The Japanese shunga works are quite different. In the main, they show couples enjoying sex together. Women (I hesitate to write feminists for some are against penetration altogether) should approve, as there is great emphasis on female pleasure. Given the giant scale of the sexual organs of both sexes, there is no disguising the fact of male arousal but the curled toes of the women show an equal involvement. In one print, her furrowed brow, indicated with masterful economy by a tiny line, shows the intensity of the woman’s orgasm.

That said, the majority of images in this huge selection are not great works of art.  They are inevitably very repetitious. I was pleased to find that I have a selection of the very best of them by Utamaro, Shuncho and Kuniyoshi in a Thames and Hudson paperback that originally cost £2-50. One of the finest by Utamaro is not explicit at all. It shows a couple lying on a balcony gently touching each other’s face and neck. All that is exposed from under the loose and beautifully patterned fabrics is a glimpse of the woman’s thigh and slender buttocks.

In the exhibition of Chinese painting at the Victorian and Albert Museum the very lengthy scroll Prosperous Suzhou is the work I would have most liked to have seen. The reproduction in its entirety is too small to make anything of.  Leafing through the catalogue, I noted that the first reproduced detail could have been of the restaurant where a group of us ate on a visit to the city this year, but a fuller image later shows the city much changed. The scroll seems to have been made in imitation of the famous Riverside Scene in the Forbidden City, Beijing, painted about four hundred earlier later in the thirteenth century, which I have seen.

While in Suzhou, I visited the New Suzhou Museum designed by I. M. Pei of Louvre pyramid fame. He has a family connection with the city. There I saw an exhibition by a modern Chinese painter He Xi who works in ink and wash on quite a large scale and not in scroll form. His imagery includes fish, insects, plants, animal skins. His achievement is to bring forward the Chinese classical style in the most successful manner that I have come across. I have written before of a contemporary art cliché consisting of a sequence of identically framed variations usually with minimal content. In contrast to these dull works, He Xi has produced an intriguing version where landscapes in the styles of classical masters are contained in glass bottles of different shapes in a bonsai tribute to them. This was only one small part of a wonderful exhibition. I would have loved to take away a well-illustrated catalogue but none was available.    

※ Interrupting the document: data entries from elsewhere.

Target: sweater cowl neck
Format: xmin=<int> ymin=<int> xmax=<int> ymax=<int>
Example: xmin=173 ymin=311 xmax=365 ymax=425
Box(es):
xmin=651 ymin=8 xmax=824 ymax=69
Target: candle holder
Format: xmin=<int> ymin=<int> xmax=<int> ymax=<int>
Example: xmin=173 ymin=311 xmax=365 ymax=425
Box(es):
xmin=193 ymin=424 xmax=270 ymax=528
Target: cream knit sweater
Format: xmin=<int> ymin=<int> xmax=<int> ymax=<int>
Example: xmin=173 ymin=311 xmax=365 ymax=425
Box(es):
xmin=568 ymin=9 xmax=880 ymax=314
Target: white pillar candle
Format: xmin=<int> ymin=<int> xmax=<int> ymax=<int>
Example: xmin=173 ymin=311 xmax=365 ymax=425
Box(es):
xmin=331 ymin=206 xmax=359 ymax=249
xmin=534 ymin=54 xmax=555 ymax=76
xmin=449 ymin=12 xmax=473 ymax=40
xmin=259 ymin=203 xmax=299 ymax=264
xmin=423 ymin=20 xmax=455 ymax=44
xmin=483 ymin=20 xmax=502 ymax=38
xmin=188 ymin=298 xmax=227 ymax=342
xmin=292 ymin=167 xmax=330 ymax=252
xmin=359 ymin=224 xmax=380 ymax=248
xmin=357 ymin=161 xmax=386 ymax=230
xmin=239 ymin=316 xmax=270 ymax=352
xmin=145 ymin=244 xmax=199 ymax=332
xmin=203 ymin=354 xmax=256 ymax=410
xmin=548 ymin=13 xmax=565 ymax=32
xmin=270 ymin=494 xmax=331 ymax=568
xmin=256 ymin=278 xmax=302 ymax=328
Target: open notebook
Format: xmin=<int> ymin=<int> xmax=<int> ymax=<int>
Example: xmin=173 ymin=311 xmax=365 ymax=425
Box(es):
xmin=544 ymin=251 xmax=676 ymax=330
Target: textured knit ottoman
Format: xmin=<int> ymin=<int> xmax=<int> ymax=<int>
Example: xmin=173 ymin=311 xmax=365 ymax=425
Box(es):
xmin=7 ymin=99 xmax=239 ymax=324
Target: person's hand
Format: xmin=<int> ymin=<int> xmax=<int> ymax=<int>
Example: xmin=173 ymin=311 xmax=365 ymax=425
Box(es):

One is always wary about passing opinions on work one has not actually seen. For this reason, had I been in London, I would certainly have gone to see the murals from the Burghclere Chapel that are being exhibited at Somerset House while the chapel is being restored. Some regard these as Spencer’s masterpiece. I disagree. Much of Spencer’s work, for me, is flawed by awkwardness and arbitrary distortion and some of these defects seem to be prominent in this memorial work based on the artist’s Great War  experience. The curved tops to some of the panels have led to unsatisfactory compositions. But what makes the total effect very ugly in every photograph I have seen is the white bands, broader than the faces of the largest figures that divide the paintings. If these were easel paintings, you would say that they were atrociously framed. Spencer must bear some responsibility. I have read that the scheme was closely based on a drawing of his. Apparently, he was inspired by Giotto’s murals in the Arena Chapel, Padua. But the dividing elements there are covered in geometric patterns, which make them blend in.

Surely, Spencer’s greatest work is the sequence of paintings he produced of the dockyards at Port Glasgow, as an official war artist during the Second World War. They are now in the Imperial War Museum but I was lucky to see them in an exhibition at the Scottish National Gallery, Edinburgh in 2000. The very long, unusually-shaped panels, each dedicated to a particular shipbuilder's craft, welding, riveting, plumbing etc., form tunnels of activity. Everything is lit by the glow of furnaces and welding torches forming harmonies of pinks, oranges and browns with contrasting notes of metallic blues. The figures are not stultified as they might have been if each was based on posed models yet there is not that wilful distortion that can mar some of Spencer’s other work. The actual paint handling is rather beautiful.

 Stanley Spencer (1891-1959) was a contemporary of Marcel Duchamp (1887-1968). Duchamp famously said to Leger and Brancusi, after looking at an aeroplane propeller, ‘Painting is dead.’ His masterpiece the Large Glass uses pictorially, engineering technology, the chocolate grinder and the water mill, that would have been known to Leonardo, perhaps even to the Greeks. Spencer, the eccentric English painter, whose main inspiration was early Renaissance masters, completed his greatest work from imagery drawn from the cutting edge technology of his day.